I wouldn't discount the not insignificant amount of luck involved either. Anecdotally, I know of one baseball player who got called up to the majors only to have his career ended by taking a bad hop to the face just before his rookie season.
If his body cannot take the strain and recover between sessions then wouldn't that suggest that he does not have the genetics to be a pro golfer, but merely a good one?
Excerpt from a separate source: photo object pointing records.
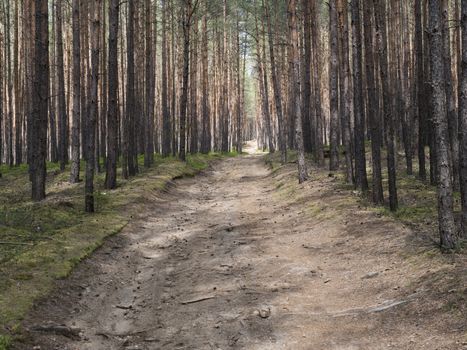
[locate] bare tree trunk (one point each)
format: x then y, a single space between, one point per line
445 196
333 87
17 88
277 91
359 117
194 89
166 128
112 115
294 58
450 98
186 71
150 90
62 109
130 92
40 101
206 118
372 105
381 35
346 99
93 110
76 121
463 119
Kind of related is that one of the biggest advantages of using performance enhancing drugs/steroids is the greatly reduced recovery time. Even if someone tests clean before an event because they genuinely are clean rather than being on something undetectable, they still benefit from all of the extra training they managed to get in in-between events when they were juicing.
No need to narrow this down to genetics. Just say "how fast you recover", thanks.
I mean, unless you give specific insights into how detrimental slack after training and superb wound healing are directly genetically correlated, you might as well not mention it.
Edit: Also, you seem to presuppose a benefit from wounding. I do doubt that.
Well compared to where he started or the average golf player but still very far away from a anything resembling a pro. Which in general is the scientific consensus. Which is you can get a lot better at things by practicing but being that best is always a matter of talent.
Since you mentioned both deliberate practice and 10,000 hours: are you familiar with Anders Ericsson's criticism of the 10,000 hours idea? Do you think it's still a concept worth talking about?
I liked Gladwell's response, that 10,000 hours was never intended as the goal it turned into. Rather, it was intended as an order of magnitude. More than that however, it was intended to call attention to the support structure being expert requires. I.E. nobody can get 10,000 hours in on their own.
This. I'm listening to Outliers right now (where he builds up that concept). I can understand how people think Gladwell is a load of crap... if you focus on his points out of context. It was never "get 10,000 hrs and you'll be an expert", but instead "once you get to a certain level of talent/innate ability, it's deliberate practice that makes the difference."
Academia has put its nose up far in the air, it's become a career-crime to write anything for the public, so it falls to journalists to explain scientific results. Gladwell did a good job, then got manure tossed at him from scientists for daring to speak their results; and laypeople who flatly misunderstood what he said, or never read the articles/books and imagined what he said.
But the root problem is inequality - science has begun to see itself as an immaculate priesthood that mustn't mix with the plebs. Scientists should have been presenting their results to the public, but snobbishness now prevents this.